8 Easy Ways to Teach Your Children Gratitude

 

 It’s amazing what kids absorb when they learn by example.

 

By Julie Hauser

 

Give Beyond Your Friends and Family.

When giving gifts (such as Chanukah or mishloach manos or anytime throughout the year) to teachers, friends, and family, remember the people like the plumber, the store clerks, the handyman, and the neighbor whose kitchen you frequently shop in. People who you rarely remember until you call on them will really appreciate being remembered, and your kids will learn from watching.

 

Make a Family Program

Give your kids incentive to notice what others did for them.  Ari held the door for me on the way out to carpool; Thank you Yaffa for offering me the last cookie!  For each action they want to thank someone else for, they may put a popcorn kernel in a baby food jar. When it fills up, make a popcorn party or some other fun activity to reward everyone for their actions and for thanking each other.

 

Express It in Writing

Leave notes under the challah cover for your husband, thanking him for things he did from Shabbos to Shabbos (I heard this one from Mrs. Bonnie Cohen of Yerushalayim).

 

Give Your Kids a Pekelech of Notes

Give personalized pekelach of tiny papers filled with thank you notes to your kids in tiny cinch bags for Shabbos. These bags come in so many colors you can get a designated color for each child. Do them even for those who cannot read; they will love to hear them read to them over and over.

 

Say It Out Loud

Teach your kids about gratitude.
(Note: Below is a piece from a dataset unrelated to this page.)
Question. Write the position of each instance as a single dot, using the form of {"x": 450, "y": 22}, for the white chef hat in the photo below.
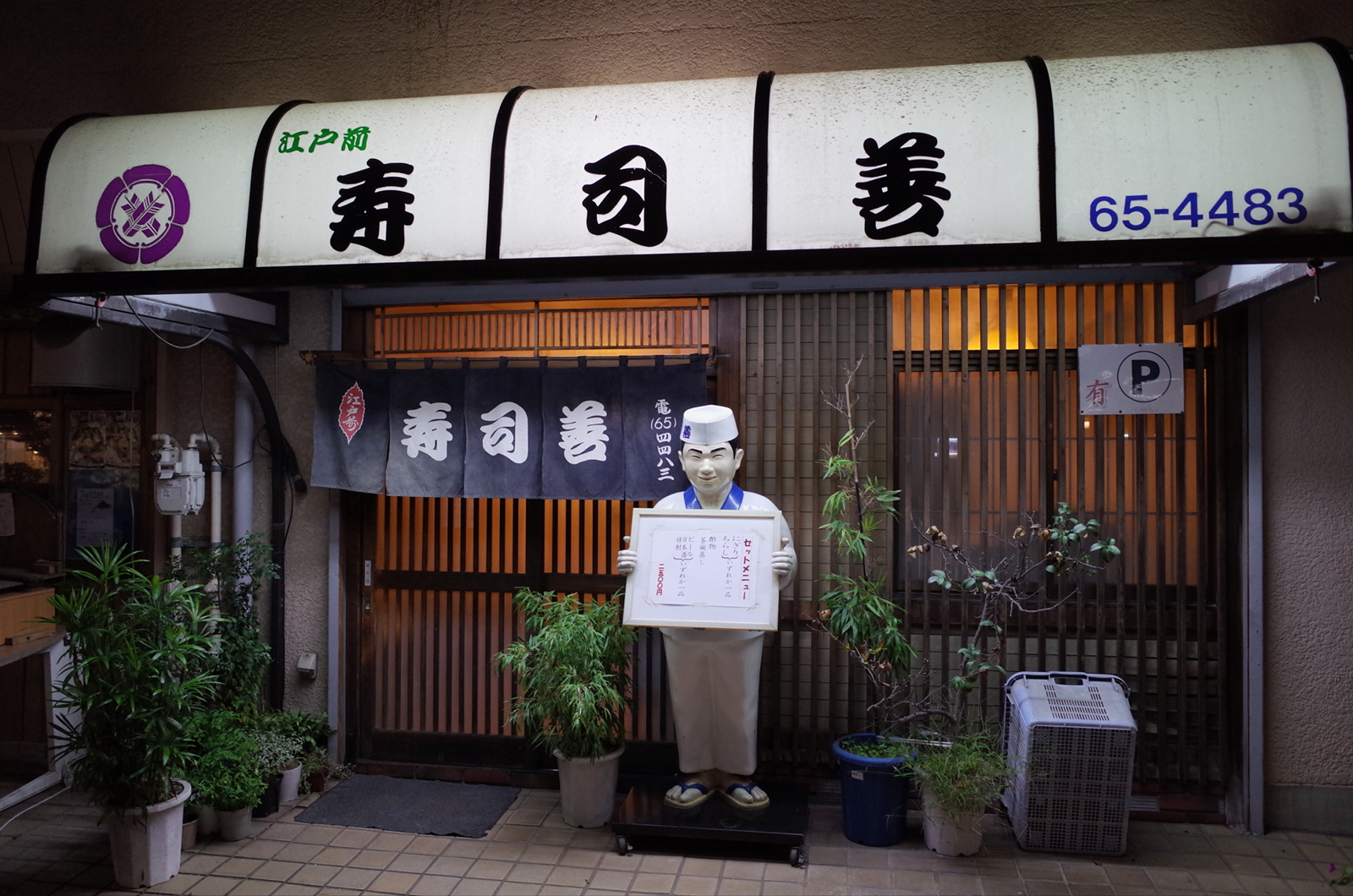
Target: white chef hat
{"x": 708, "y": 425}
Notice Hashem’s kindness in foods (fruits are especially easy) and show the kids: the star that shows up in an apple when you cut it in half, the skin that protects, the attractive colors, etc.

 

Say Thank You

Thank Hashem out loud, in front of your kids. Do this by making clear blessings out loud.  Also thank Hashem in your own everyday language, aloud. Let your kids hear you. (… “see how Hashem made your teeth fall out only one at a time?What a chesed! Your skin grew back to cover your papercut? Amazing! Thank you, Hashem for guiding my footsteps today so that at exactly the most helpful time I met into…or, Hashem, thank you for the rain,, and thanks for holding it until just after I brought in all the groceries…)

 

Look for the Best

Privately think of a challenge that you are going through, and thank Hashem for something sweet inside that challenge.  Do this daily and it will become a part of you. Whatever is a part of you (hopefully just the good stuff) affects your kids even without a conscious effort to give it to them.  

 

Play a Game

Play The Gratitude Game (at the supper table, or at the Shabbos meal) and keep a running list of things you have never thanked Hashem for before! Have you ever thanked Hashem for gravity? Isn’t it sweet Hashem gave us the experience of gravity so that every time your learning-to-walk toddler falls, you don’t have to peel him off the ceiling? (Thank you Rabbi Z. Pliskin for this image.)

 

About Julie:

Julie Hauser is the author of Mothers to Mothers: Women Across the Globe Share the Joys and Challenges of Jewish Motherhood; When I Check on You at Night; The Gratitude Game, and the newly released Pesach While You Sleep: the Easy Way to Cook Ahead for Yom Tov (no Pesach kitchen necessary).  Julie is also an occupational therapist by profession.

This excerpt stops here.